Build and Test Instructions

Choose your distribution:

Using OpenEM with Docker

OpenEM Lite image

The OpenEM docker image in version 0.1.3 and upwards has been retooled to be a slimmer image based on NVIDIA’s GPU cloud offerings. The openem_lite image can be used for both training and inference of OpenEM models.

Installing the image

The docker image is provided from dockerhub, and can be installed with:

docker pull cvisionai/openem_lite:latest

Building the image

  • Follow instructions here to install nvidia-docker.
  • From the openem config directory run the following command:
make openem_lite

Running outside of docker

Versions 0.1.3 and later of OpenEM do not have a hard requirement of using the supplied docker image. It is possible to install the openem deployment library outside of docker.

$> cd deploy_python
$> pip3 install .
$> python3
%python3> import openem

Frequently Asked Questions

From time to time, various questions on how to use OpenEM are asked by the community of users. This document attempts to consolidate the most asked questions to assist new users of the library.

Training & Data curation

OpenEM allows for flexibly deploying parts of the pipeline relevant for a given problem set. With this complexity comes complication in understanding what is required for a given training run. The following flowchart shows the decision tree required for setting up training data.

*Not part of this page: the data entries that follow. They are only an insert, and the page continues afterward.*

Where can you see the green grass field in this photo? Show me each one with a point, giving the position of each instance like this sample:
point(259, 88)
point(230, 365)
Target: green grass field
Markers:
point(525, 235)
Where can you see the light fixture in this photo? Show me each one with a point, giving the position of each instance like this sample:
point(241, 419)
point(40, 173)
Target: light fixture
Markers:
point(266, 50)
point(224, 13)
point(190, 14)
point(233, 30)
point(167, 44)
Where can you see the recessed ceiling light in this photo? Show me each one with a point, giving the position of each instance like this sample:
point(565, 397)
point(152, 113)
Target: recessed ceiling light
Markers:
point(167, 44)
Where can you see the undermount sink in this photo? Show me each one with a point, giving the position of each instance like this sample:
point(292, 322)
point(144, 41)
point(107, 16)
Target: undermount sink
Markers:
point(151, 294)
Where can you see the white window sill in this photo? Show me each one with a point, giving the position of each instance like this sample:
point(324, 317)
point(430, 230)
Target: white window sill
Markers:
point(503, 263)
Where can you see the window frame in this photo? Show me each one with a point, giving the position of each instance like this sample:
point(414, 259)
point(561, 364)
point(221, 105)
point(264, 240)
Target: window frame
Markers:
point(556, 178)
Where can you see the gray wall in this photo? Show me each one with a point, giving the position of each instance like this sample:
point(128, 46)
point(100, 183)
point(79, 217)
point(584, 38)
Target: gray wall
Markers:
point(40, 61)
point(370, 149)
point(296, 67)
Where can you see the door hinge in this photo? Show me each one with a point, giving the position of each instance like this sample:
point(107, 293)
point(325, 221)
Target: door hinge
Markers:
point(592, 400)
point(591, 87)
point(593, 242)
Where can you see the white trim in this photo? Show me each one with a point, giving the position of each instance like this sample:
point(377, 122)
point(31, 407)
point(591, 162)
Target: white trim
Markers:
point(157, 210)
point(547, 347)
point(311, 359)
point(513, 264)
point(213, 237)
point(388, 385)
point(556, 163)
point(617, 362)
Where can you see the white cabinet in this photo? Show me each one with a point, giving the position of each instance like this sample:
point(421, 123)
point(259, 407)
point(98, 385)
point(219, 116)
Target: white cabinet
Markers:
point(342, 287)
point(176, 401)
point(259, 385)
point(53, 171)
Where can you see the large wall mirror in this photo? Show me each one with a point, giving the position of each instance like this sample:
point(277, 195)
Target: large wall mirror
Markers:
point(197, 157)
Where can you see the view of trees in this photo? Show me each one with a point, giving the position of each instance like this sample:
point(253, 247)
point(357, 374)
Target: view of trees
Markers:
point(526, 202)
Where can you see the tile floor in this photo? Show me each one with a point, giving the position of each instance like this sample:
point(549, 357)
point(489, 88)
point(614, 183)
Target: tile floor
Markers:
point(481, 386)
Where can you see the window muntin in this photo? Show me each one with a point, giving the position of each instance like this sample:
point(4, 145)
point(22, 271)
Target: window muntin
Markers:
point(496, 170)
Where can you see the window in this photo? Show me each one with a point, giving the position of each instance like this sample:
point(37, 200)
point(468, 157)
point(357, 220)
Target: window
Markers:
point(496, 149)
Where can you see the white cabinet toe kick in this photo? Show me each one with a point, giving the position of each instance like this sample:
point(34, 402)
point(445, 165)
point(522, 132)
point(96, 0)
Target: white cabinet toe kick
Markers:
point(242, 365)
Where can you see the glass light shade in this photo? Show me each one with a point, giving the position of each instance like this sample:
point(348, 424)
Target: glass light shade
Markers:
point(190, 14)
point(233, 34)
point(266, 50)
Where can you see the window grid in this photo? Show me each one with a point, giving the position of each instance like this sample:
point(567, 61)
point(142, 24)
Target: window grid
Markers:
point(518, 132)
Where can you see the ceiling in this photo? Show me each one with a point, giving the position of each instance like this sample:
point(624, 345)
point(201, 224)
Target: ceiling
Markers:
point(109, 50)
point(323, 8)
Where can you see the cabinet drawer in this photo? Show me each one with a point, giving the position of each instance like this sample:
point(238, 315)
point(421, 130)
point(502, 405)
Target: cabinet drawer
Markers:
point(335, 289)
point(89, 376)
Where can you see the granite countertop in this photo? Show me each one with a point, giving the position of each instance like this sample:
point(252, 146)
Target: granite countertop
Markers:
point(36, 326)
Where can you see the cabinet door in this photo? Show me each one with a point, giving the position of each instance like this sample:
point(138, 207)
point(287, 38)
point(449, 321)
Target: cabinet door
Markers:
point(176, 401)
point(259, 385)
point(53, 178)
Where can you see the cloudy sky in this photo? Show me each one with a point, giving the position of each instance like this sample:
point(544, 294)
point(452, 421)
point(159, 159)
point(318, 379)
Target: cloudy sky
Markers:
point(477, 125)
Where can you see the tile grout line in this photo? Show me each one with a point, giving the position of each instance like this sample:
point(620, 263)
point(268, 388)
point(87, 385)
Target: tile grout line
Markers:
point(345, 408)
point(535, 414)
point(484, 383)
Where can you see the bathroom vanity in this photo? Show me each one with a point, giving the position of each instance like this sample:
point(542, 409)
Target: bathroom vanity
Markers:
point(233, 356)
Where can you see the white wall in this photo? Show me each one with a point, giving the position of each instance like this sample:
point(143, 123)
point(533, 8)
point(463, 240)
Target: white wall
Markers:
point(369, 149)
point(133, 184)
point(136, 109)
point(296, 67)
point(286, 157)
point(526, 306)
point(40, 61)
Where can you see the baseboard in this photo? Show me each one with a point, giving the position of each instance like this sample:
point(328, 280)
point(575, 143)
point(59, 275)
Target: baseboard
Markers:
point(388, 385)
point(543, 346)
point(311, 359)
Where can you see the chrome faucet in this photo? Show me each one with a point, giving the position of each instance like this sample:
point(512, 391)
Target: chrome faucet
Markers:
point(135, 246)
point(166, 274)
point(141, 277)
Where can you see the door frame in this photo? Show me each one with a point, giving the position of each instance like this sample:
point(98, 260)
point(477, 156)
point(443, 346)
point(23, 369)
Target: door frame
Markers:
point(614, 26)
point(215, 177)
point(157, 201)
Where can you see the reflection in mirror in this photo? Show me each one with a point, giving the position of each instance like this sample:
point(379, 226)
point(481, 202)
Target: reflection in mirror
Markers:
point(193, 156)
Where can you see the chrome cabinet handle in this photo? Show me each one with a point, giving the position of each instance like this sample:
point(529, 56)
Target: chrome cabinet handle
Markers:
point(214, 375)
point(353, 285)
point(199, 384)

https://user-images.githubusercontent.com/47112112/68147729-b8fe3700-ff08-11e9-9637-c5269202eeed.jpgTraining data flowchart

Deployment API

As of version 0.1.3, the deployment library is a python module. The documentation of the module can be found below.

Installing

In the deploy_python folder, pip3 install . can be used to install the package.

Package openem

OpenEM Inference Deployment Package

Base objects

Define base classes for openem models

class openem.models.ImageModel(model_path, image_dims=None, gpu_fraction=1.0, input_name='input_1:0', output_name='output_node0:0', optimize=True, optimizer_args=None, batch_size=1, cpu_only=False)[source]

Bases: object

Base class for serving image-related models from tensorflow

Initialize an image model object model_path : str or path-like object

Path to the frozen protobuf of the tensorflow graph
image_dims : tuple
Tuple for image dims: (<height>, <width>, <channels>) If None, is inferred from the graph.
gpu_fraction : float
Fraction of GPU allowed to be used by this object.
input_name : str
Name of the tensor that serves as the image input
output_name : str or list of str
Name(s) of the the tensor that serves as the output of the network. If a singular tensor is given; then the process function will return that singular tensor. Else the process function returns each tensor output in the order specified in this function as a list.
batch_size : int
Maximum number of images to process as a batch
cpu_only: bool
If true will only use CPU for inference
inputShape()[source]

Returns the shape of the input image for this network

process(batch_size=None)[source]

Process the current batch of image(s).

Returns None if there are no images.

Find Ruler

Module for finding ruler masks in raw images

class openem.FindRuler.RulerMaskFinder(model_path, image_dims=None, **kwargs)[source]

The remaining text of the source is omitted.